Allianz SE’s Mohamed El-Erian said the global financial system is better able to withstand the U.K.’s exit of the European Union than the collapse of major banks in 2008.
“It can be a significant financial shock,” he said of the “Leave” vote Friday in an interview on Bloomberg Television. “But the good news: This is not Lehman. This is not a payment and settlement crisis that results in a sudden stop for the global economy. It is a shock to the institutional set-up. It will cause some major financial moves, and you’re going to see the financial sector move a lot more than technology when the dust settles.”

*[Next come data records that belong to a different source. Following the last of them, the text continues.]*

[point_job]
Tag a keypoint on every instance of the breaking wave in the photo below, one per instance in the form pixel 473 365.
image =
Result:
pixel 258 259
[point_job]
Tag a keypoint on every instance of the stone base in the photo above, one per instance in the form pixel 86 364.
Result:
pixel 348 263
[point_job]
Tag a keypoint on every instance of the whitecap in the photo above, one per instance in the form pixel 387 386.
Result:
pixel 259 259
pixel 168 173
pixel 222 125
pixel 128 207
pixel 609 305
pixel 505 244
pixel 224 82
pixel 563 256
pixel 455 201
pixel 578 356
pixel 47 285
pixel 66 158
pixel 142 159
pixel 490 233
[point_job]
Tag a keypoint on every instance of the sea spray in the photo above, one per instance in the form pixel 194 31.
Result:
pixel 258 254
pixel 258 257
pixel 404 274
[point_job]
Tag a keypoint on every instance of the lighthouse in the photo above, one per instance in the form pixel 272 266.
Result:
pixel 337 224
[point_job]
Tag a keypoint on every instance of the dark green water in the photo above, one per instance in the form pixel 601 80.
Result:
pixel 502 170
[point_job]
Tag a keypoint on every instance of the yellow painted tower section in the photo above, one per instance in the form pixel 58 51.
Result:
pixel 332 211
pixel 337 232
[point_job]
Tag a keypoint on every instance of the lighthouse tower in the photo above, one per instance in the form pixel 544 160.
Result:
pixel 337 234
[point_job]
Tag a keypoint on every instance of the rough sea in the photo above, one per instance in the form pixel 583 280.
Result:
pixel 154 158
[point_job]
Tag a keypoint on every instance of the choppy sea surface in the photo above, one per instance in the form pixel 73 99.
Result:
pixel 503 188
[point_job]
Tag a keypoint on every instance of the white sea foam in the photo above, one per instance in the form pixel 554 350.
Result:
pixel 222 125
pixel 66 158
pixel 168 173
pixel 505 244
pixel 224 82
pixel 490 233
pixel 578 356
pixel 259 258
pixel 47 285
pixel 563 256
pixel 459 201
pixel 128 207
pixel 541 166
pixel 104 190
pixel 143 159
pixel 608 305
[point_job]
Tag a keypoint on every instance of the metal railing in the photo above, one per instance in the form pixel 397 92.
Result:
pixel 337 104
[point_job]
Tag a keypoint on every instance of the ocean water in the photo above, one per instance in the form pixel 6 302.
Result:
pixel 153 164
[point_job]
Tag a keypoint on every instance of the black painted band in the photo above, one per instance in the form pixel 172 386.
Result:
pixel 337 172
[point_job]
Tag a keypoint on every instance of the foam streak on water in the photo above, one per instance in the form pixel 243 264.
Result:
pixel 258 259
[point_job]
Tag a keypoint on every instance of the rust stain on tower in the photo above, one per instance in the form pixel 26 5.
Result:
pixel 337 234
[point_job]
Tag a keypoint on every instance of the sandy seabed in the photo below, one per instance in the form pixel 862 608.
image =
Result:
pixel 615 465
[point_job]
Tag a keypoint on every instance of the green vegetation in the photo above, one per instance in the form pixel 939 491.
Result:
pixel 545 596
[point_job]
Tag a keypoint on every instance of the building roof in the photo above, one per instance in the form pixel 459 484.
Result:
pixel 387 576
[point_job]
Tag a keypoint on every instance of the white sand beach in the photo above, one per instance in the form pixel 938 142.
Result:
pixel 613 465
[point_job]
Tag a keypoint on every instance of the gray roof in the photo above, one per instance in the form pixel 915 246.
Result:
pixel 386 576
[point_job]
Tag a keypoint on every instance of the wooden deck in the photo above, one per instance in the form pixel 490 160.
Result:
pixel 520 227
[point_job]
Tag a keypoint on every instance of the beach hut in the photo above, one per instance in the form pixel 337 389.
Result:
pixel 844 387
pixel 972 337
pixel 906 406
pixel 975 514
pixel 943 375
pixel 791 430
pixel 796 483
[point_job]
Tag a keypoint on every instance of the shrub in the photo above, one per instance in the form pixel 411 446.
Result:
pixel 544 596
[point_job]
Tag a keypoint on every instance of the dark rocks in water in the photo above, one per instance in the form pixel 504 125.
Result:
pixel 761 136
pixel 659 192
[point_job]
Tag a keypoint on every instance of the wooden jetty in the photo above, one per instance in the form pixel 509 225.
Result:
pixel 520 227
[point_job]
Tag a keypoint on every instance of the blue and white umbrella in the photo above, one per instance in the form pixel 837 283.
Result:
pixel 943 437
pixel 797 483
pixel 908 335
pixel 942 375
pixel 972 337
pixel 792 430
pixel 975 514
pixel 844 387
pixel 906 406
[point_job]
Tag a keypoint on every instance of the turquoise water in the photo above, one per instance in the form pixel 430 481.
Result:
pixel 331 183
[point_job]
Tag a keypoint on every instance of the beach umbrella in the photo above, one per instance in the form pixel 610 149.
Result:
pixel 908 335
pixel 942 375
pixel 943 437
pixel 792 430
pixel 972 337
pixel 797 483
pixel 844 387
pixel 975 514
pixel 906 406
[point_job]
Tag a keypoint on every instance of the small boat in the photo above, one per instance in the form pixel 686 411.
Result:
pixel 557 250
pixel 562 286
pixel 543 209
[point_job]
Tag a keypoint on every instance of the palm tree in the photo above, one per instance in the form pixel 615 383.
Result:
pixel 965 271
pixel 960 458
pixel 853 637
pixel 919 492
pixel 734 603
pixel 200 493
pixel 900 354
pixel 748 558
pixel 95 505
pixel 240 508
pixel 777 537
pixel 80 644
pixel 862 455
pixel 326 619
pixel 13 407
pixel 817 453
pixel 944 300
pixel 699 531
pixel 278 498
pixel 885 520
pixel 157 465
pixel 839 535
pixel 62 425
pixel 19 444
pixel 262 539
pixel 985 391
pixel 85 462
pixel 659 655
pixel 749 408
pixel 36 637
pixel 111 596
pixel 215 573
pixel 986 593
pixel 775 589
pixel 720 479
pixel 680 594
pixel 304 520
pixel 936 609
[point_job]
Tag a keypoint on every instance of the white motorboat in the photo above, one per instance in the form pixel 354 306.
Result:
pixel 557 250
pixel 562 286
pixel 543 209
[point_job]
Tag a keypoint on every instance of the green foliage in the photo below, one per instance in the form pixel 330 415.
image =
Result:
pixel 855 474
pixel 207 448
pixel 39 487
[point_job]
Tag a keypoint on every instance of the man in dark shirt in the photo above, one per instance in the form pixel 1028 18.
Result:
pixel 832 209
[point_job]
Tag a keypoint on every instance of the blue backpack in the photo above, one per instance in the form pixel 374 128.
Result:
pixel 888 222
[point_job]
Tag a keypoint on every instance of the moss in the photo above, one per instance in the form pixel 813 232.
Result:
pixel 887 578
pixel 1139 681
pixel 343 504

The pound plunged to the lowest since 1985 and global stocks tumbled after 52 percent of U.K. voters rejected staying in the EU. El-Erian said he hopes the election is a wake-up call to elected officials about how frustrated their citizens are with slow economic growth. Policy makers, immobilized by political tension, have failed to address high debt levels, boost investment in infrastructure and reform labor markets and tax laws, he said earlier this week.
Economists, business executives and some government leaders who spent weeks warning of the risks of a “Leave” vote are now focusing on minimizing the damage and looking beyond immediate market fluctuations. Bob Steel, the chief executive officer of Perella Weinberg Partners, said in an interview that corporations will be resilient in the long term.
‘People Get Organized’
With dealmaking, “there will be a pause as people evaluate, but there won’t be a dramatic change in the trajectory, or a change in the ambitions, of companies,” he said. “The ambitions of companies to build large franchises won’t change. They’ll just be prosecuted in a different way,” he added. “When you have large shocks or surprises, people get organized pretty quickly.”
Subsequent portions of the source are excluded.